Parathyroid hormone (PTH) levels are often measured after thyroid surgery and are used to detect patients at risk for postoperative hypoparathyroidism. However, there is a lack of consensus in the literature about how to define the recovery of parathyroid gland function and when to classify hypoparathyroidism as permanent. The goals of this study were to determine the incidence of low postoperative PTH in total thyroidectomy patients and to monitor their time course to recovery of parathyroid gland function.We identified 1054 consecutive patients who underwent a total or completion thyroidectomy from January, 2006-December, 2013. Low PTH was defined as a PTH measurement <10 pg/mL immediately after surgery.
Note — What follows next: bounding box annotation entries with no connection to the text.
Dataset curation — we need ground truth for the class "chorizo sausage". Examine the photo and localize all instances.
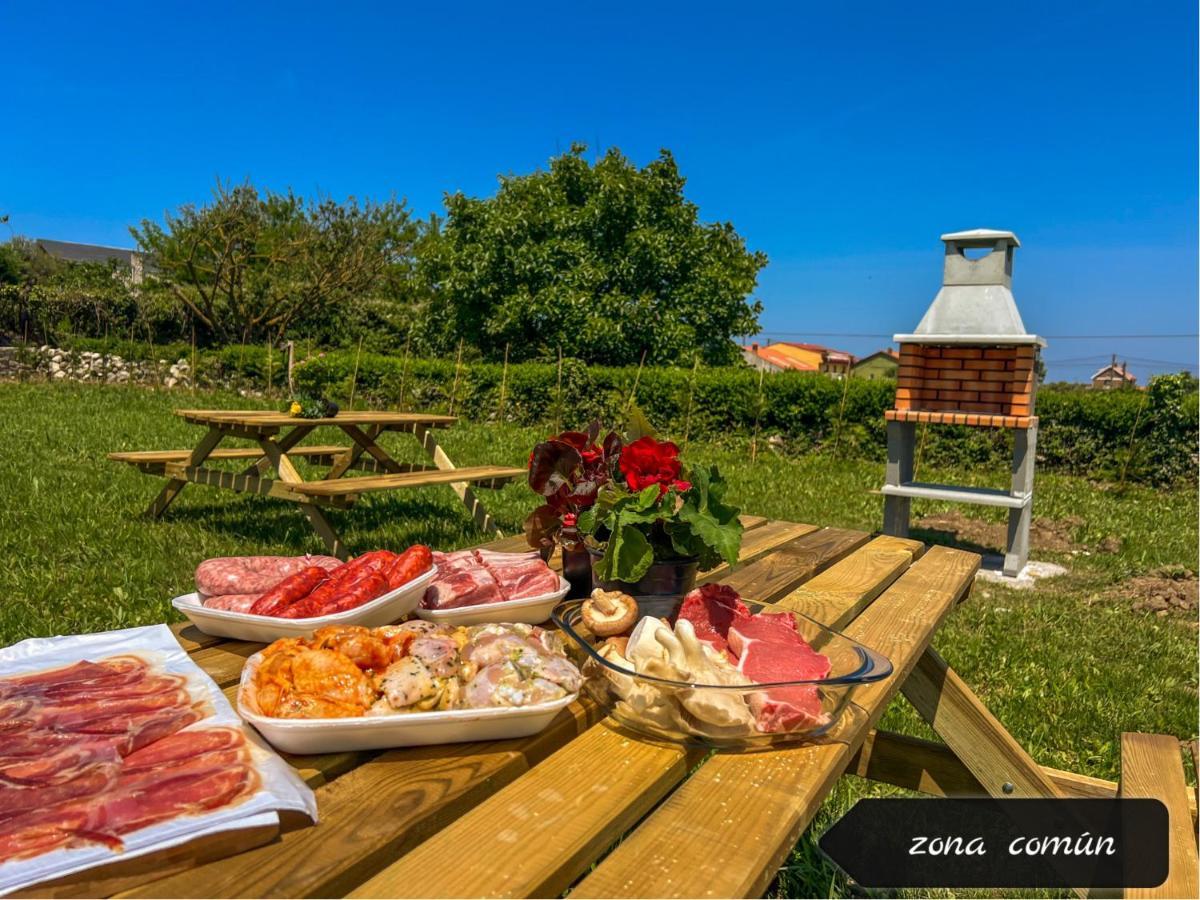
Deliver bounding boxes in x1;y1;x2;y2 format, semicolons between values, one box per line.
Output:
280;570;388;619
384;544;433;590
250;565;329;616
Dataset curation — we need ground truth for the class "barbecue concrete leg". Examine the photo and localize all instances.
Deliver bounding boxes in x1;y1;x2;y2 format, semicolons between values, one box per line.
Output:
1004;425;1038;576
883;421;917;538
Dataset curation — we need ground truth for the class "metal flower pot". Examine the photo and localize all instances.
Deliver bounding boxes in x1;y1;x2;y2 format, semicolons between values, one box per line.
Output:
588;548;700;598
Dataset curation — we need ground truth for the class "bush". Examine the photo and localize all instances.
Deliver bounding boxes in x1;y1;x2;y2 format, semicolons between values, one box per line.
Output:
54;338;1200;484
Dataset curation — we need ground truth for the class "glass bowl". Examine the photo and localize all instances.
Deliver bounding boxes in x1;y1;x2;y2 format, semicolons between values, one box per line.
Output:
553;598;892;749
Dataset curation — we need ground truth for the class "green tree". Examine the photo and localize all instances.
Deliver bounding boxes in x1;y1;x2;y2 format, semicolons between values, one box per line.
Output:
130;181;419;343
418;144;767;365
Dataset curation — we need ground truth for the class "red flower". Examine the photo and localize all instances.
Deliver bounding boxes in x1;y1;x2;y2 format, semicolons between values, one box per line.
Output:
619;437;691;497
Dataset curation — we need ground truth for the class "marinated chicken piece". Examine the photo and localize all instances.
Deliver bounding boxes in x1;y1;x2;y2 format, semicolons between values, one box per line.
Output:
254;641;376;719
254;620;582;718
312;625;392;672
378;656;438;709
408;635;458;678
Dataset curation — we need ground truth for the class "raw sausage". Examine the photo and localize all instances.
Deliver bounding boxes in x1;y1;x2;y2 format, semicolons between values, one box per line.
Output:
250;565;329;616
384;544;433;590
196;556;342;598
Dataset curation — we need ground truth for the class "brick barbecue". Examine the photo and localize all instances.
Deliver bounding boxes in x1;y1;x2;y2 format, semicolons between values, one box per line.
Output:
884;343;1037;428
883;229;1045;575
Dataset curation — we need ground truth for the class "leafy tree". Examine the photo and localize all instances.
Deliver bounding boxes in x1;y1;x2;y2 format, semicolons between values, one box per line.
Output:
130;182;418;343
418;144;767;365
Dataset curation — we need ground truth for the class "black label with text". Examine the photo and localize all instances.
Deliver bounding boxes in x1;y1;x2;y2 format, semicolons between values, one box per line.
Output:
820;798;1168;888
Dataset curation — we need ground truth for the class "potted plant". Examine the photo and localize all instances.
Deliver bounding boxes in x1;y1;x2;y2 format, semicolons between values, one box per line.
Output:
526;424;742;595
524;422;622;598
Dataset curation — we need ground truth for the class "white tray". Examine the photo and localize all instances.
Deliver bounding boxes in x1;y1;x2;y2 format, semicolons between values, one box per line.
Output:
416;575;571;625
238;653;580;754
170;565;438;643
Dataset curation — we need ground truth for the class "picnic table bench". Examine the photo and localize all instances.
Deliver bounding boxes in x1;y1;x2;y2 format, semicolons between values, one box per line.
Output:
29;516;1195;898
108;409;526;558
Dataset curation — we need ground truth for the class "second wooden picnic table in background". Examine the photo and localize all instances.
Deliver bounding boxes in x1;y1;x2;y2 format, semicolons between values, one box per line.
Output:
108;409;526;558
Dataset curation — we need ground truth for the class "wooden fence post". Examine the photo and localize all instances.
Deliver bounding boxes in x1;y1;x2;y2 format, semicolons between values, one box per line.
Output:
554;344;563;434
400;331;413;413
833;372;850;450
750;368;767;466
450;337;462;415
496;343;509;422
679;353;700;452
625;350;646;419
1117;388;1150;491
350;335;362;409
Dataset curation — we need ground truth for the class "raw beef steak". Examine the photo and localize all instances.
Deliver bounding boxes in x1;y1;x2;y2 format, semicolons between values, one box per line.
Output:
676;584;750;650
730;613;829;732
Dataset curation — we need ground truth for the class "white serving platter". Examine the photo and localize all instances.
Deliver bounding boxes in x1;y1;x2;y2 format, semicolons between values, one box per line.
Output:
170;565;441;643
238;653;580;754
415;575;571;625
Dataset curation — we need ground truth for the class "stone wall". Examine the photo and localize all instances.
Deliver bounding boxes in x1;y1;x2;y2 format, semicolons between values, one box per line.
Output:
0;344;191;388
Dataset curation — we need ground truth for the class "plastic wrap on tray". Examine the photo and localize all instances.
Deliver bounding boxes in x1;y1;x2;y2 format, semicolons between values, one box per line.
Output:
0;625;317;893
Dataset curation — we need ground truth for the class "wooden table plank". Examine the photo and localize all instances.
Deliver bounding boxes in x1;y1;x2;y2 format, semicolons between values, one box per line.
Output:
776;536;922;631
352;523;907;896
721;523;870;604
1121;733;1200;898
175;409;458;427
289;466;526;497
124;701;601;896
846;731;1123;801
571;547;979;898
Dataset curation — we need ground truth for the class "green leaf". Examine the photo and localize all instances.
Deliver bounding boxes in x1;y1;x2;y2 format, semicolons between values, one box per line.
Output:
596;513;654;582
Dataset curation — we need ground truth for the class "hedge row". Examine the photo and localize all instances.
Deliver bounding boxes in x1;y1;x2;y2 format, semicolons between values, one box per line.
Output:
56;340;1198;484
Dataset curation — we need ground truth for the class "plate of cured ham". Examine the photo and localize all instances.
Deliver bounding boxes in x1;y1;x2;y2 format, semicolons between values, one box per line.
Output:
0;625;317;894
415;550;570;625
170;545;438;643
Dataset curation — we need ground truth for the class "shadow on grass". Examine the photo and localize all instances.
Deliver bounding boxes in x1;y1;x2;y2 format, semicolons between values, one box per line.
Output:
164;494;520;554
908;528;1004;557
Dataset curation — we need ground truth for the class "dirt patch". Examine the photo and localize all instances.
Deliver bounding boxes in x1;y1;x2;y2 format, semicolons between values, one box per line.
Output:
1109;568;1200;618
916;512;1121;553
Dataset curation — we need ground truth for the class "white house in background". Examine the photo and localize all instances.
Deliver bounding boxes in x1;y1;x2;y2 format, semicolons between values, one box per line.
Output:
1092;358;1138;391
37;238;143;284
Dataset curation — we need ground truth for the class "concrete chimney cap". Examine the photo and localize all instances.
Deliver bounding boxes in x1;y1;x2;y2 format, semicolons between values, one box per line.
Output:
942;228;1021;247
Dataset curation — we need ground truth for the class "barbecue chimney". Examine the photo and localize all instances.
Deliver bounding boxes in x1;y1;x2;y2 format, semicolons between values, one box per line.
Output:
883;228;1045;575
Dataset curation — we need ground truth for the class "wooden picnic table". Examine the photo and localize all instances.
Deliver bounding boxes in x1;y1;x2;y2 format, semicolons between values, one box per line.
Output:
30;516;1195;898
108;409;526;558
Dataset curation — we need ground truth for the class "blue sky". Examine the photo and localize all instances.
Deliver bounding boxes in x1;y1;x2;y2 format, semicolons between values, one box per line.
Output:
0;0;1200;378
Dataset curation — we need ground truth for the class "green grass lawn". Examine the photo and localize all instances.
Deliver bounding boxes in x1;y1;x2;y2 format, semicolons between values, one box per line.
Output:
0;384;1198;895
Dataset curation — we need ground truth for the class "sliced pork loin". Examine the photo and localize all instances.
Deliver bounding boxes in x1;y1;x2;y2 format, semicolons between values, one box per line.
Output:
422;550;560;610
728;612;829;732
475;550;560;600
421;550;504;610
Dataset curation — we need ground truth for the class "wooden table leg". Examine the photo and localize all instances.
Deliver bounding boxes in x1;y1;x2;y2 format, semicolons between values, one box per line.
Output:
145;426;224;518
901;647;1063;797
258;434;346;559
324;425;407;481
241;425;314;475
413;425;504;538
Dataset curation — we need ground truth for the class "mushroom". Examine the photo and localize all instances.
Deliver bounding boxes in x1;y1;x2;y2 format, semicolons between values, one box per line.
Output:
582;588;637;637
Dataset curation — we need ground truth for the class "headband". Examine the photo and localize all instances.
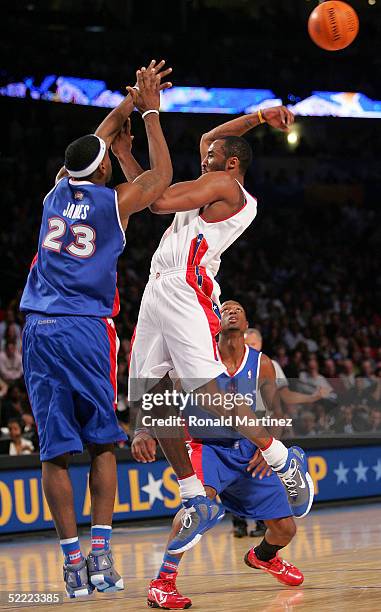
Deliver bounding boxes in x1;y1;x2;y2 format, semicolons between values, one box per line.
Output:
66;134;107;178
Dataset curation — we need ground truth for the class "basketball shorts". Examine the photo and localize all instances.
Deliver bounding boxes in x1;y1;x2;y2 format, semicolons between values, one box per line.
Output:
129;266;225;401
22;314;127;461
189;439;292;521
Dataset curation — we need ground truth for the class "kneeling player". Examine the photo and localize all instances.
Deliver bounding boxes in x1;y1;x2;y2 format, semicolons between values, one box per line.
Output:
132;301;303;609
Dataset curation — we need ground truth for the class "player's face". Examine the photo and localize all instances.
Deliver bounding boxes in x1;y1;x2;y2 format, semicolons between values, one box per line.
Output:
201;140;226;174
221;302;248;333
245;333;262;351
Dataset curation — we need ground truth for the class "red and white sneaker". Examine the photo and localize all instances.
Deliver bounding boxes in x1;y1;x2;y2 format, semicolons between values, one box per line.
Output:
147;572;192;610
245;548;304;586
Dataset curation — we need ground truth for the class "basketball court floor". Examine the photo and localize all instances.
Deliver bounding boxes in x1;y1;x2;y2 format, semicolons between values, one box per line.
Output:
0;504;381;612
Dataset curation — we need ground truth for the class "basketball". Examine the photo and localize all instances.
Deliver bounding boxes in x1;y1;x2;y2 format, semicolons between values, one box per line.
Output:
308;0;359;51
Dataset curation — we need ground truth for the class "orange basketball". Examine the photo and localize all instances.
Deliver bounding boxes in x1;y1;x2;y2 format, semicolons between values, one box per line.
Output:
308;0;359;51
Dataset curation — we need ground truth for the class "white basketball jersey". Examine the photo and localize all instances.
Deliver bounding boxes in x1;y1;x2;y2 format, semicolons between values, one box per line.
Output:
151;181;257;278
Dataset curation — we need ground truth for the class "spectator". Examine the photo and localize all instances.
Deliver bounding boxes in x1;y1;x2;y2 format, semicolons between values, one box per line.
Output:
335;406;368;435
0;342;23;383
369;408;381;433
339;359;356;390
299;357;335;399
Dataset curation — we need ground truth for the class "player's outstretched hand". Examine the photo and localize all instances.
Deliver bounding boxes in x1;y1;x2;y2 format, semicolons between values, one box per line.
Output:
111;118;134;157
246;448;272;480
127;60;172;113
262;106;294;132
131;431;157;463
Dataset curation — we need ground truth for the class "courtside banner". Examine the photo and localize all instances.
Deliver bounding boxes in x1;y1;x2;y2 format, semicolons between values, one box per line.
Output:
0;460;180;534
0;444;381;534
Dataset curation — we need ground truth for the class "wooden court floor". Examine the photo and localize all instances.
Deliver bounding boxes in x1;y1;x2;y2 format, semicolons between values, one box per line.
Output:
0;504;381;612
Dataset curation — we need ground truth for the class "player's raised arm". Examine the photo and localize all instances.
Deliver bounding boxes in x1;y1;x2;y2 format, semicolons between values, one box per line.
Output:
111;119;144;183
150;172;238;215
95;60;171;147
200;106;294;159
116;67;172;226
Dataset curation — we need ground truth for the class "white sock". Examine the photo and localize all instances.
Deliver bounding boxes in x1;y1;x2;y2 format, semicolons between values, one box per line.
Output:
178;474;206;501
261;439;288;470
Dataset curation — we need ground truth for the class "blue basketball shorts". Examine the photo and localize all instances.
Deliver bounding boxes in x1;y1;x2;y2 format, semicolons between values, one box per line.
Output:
189;439;292;521
22;314;127;461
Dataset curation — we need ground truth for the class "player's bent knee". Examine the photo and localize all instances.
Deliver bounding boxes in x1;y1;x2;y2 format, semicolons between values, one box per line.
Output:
204;486;217;499
265;516;296;542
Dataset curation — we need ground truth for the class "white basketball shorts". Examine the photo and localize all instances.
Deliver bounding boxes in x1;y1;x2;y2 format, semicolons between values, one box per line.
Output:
129;266;225;401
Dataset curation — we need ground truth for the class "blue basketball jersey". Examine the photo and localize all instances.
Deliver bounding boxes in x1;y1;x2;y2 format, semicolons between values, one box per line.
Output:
20;177;125;317
184;345;261;444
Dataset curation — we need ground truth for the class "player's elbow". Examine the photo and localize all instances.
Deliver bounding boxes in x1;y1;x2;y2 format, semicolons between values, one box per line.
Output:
149;197;168;215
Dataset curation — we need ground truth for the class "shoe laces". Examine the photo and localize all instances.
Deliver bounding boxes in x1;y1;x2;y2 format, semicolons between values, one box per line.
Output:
282;459;298;497
271;555;295;571
180;506;196;531
156;578;177;594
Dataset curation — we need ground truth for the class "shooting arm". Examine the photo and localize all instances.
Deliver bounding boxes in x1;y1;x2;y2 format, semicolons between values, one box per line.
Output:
200;106;294;159
150;172;236;215
95;94;134;147
116;114;172;225
55;95;134;184
116;150;144;183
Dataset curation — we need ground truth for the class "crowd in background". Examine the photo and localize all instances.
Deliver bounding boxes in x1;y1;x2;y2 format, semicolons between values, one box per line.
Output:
0;0;381;454
0;93;381;454
0;0;381;99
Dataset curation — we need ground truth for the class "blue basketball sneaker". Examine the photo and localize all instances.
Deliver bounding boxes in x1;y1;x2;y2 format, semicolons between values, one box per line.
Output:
168;495;225;555
274;446;314;518
87;549;124;593
63;559;94;599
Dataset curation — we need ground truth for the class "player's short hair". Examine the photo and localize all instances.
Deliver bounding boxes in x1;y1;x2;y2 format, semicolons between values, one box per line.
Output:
65;134;103;178
221;300;247;319
245;327;262;340
218;136;253;174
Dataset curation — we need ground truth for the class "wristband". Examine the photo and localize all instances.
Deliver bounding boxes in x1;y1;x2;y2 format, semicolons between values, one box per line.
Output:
142;109;159;119
257;109;266;123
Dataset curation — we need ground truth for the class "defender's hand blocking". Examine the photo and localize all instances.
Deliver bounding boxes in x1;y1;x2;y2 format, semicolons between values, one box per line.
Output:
111;118;134;157
127;60;172;113
262;106;295;132
131;431;157;463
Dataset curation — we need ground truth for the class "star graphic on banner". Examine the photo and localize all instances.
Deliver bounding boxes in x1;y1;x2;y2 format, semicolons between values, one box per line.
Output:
353;459;369;482
333;461;349;484
142;472;164;508
372;459;381;480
Patients were considered to be permanently hypoparathyroid if they had not recovered within 1 y. Recovery of parathyroid gland function was defined as PTH ≥10 pg/mL and no need for therapeutic calcium or activated vitamin D (calcitriol) supplementation to prevent hypocalcemic symptoms.Of 1054 total thyroidectomy patients, 189 (18%) had a postoperative PTH <10 pg/mL. Of those 189 patients, 132 (70%) showed resolution within 2 mo of surgery. Notably, 9 (5%) resolved between 6 and 12 mo. At 1 y, 20 (1.9%) were considered to have permanent hypoparathyroidism. Surprisingly, 50% of those patients had recovery of PTH levels yet still required supplementation to avoid symptoms.Most patients with a low postoperative PTH recover function quickly, but it can take up to 1 y for full resolution. Hypoparathyroidism needs to be defined not only by PTH levels but also by medication requirements.